A fair summation. My grandfather did not drive a car; he walked to town from out in the country, carried the groceries back over his shoulder. His old feet probably put on 50 miles a week.
He lived to 95 and never got over his natural 'thiness'. Now, thanks to technology, we hop in the car to drive to the fitness center a quarter mile away! We battle enemies and hunt pre-historic animals sitting in front of a computer screen. Industry-wise, we seek never-ending productivity where automation replaces human hard work (although that human produces more). Just a few generations back, most were farmers, a a millenium prior, we were 'hunter-gatherers'. So, while we enjoy the convenience and time-saving gadgets of modern technology, we have become far less physical in our lifestyles.
Yes, many of us have all kinds of excuses for avoiding excercise..
like sitting here posting a comment...:) I need one of those
good old 'forced marches', about
20 miles with full pack, dust, blisters sweat. er, don't I?

11:30 AM  
Blogger Tim said...

I try to keep physically active. I run three miles a day, ski, windsurf, kayak, bike and spend a good amount of time in the gym. One major problem is that your metabolism slows as you age.
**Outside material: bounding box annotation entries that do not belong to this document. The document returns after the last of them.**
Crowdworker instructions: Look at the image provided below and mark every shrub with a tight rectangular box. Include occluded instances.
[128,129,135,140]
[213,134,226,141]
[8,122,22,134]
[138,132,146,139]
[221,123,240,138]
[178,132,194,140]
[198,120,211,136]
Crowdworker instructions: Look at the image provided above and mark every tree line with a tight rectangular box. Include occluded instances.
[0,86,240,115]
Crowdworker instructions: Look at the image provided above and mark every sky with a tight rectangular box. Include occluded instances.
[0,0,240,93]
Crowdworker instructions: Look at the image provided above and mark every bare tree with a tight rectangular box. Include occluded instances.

You get more mpg (the only problem is that the stomach still wants the same amount of food, even though the body needs less to meet its needs).

On Rome, I feel that your arguement is only partially true. It wasn't so much that they had it too easy. They overextened their army (sound farmiliar) and faced a major plague that dissimated the population. Imagine running this country if 25% of the workerforce died this year.
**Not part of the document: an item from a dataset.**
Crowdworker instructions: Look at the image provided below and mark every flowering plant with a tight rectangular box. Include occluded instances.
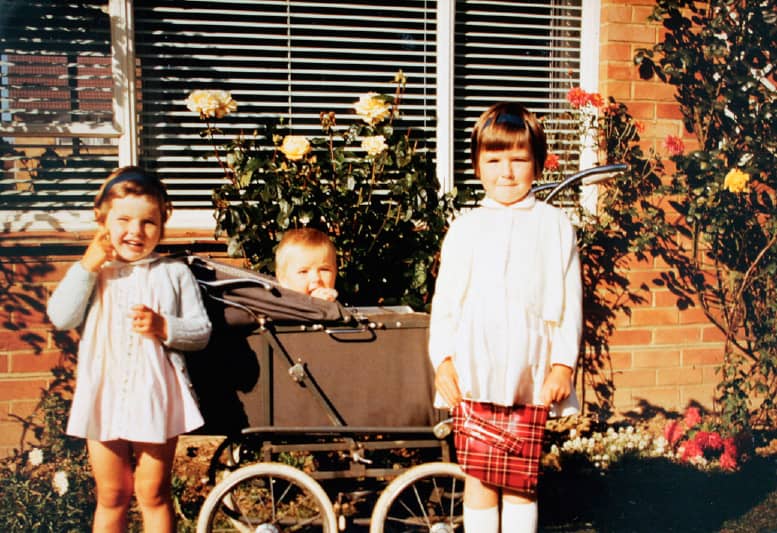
[189,71,452,308]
Eventually America will fall into decline. It's already happening and is irreversable. And it will not take centuries as it did in Rome. If we continue to spend all of our treasure on the military while ignoring our urban decay and aging infrastructure while at the same time mortgaging our national future to pay for our bills of today, the Depression will look like the good ol' days...

BTW- I haven't seen you stop by my blog in awhile...

3:20 PM  
Blogger shoprat said...

tim You went quite a while without posting so I kind of just fell out of the habit. I did check on you and you have a couple of good things.

8:37 PM  
Blogger Tim said...

Yes, I am affraid that my ceaseless skiing has kept me from my keyboard!

12:01 AM  
Anonymous Seth said...

Over the last few years, I've pretty much taken a rather sudden and unaccustomed degree of prosperity for granted, but of late have realized that a downward spike in our society in general could well render financial success moot. Computers down, etc, and as such have begun to prepare myself for the worst.

We have to. One day we might abruptly find ourselves cut off from our financial assets due to a computer attack or other glitch (all of most of our assets are merely figures in databanks these days, and can be wiped out at the touch of an "enter" button by some high-tech miscreant or other, or by the electromagnetic pulse of a nuclear detonation).

So we really need to pay attention to our physical capabilities and our tangible assets.

5:53 AM  
Blogger benning said...

I wondered where you were going with this, and you headed right for a winning place. Good post. I'd have a struggle surviving in the wilds, but I do remember most of my Boy Scout training. So I think I could make it. But I'd hate to have to try it for real.

One of the odd things I notice when watching Survivor - yeah, I do watch and it's funny! - is that when no one has the tools to make fire, they never seem to notice the contestant wearing glasses. Does nobody remember how to start a fire on a sunny day with a pair of glasses? How helpless have we become?

Sheesh!

7:40 AM  
Anonymous Al Czervic said...

You can start a fire with convex magnifying glass, but plain sunglasses?

Lotsa luck.

For better effect, remove the bullet from a cartridge, wad the cartridge with a tissue, and fire into tinder.

You are carrying a firearm in the woods, right?